Don’t feel the need to cut everything off at once. Try cutting back on 1 or 2 to start and then go from there. Need some help? Free apps like Trim, TrueBill, and Bobby can help manage and cancel subscription services for you.
Not buying generic.
Thanks to fancy packaging and prominent advertising, many of us fall into the trap where “name brand” equates to “higher quality.” This is simply not true. Opting for generic products, rather than name brand items, offers up the opportunity to save big – especially at the grocery store. Next time you go food shopping, consider making the switch.
Buying things “because they’re on sale.”
We’ve all been there. You’re minding your own business when a 50% off sale pops into your inbox. Suddenly, you’re tempted to stock up on all sorts of items you haven’t even thought about prior to this notification. They’re on sale, so it’s okay….right?
Buying items you don’t need just because they’re discounted is an easy way to drive up unnecessary spending. Instead, think about whether you actually need these items before you fill up your cart. Is the sale on the moisturizer you use every day? Is it on a new coat you’ve had your eye on for weeks? Go ahead and take advantage of the savings.
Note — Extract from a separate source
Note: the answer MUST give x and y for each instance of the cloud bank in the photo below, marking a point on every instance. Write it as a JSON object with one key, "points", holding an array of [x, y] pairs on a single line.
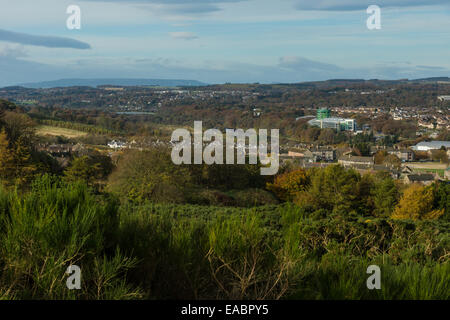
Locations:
{"points": [[42, 41], [350, 5]]}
If it’s a polka-dotted tie you never knew you wanted, it might be a good time to pass.
Letting small purchases add up.
A latte one day, takeout the next, and a couple of snacks at the end of the week…these items add up. Small indulgences are okay here and there but pay attention to how much they cost you each week. You might be surprised by how much you’re shelling out for things that, on an individual basis, are fairly inexpensive.
There are a few different ways to start tracking your spending. One simple and straightforward method is simply to jot down everything you buy for one week. Another strategy would be to download an expense tracking app like Mint, which helps you track and categorize your spending.
Not having a rainy day fund.
You pay your bills on time and you even have some spending money left over each month. You’re all set, right?
Unfortunately, we live in a world where “things happen” and having an emergency fund can be a huge life-saver. Whether it’s an unexpected fender bender or an extra trip to the doctor, it’s important to have money stowed away in the event you need some extra cash. Each month, take some of your income and put it into a savings account – even if it’s just a little at a time. You’ll be thankful in the long run.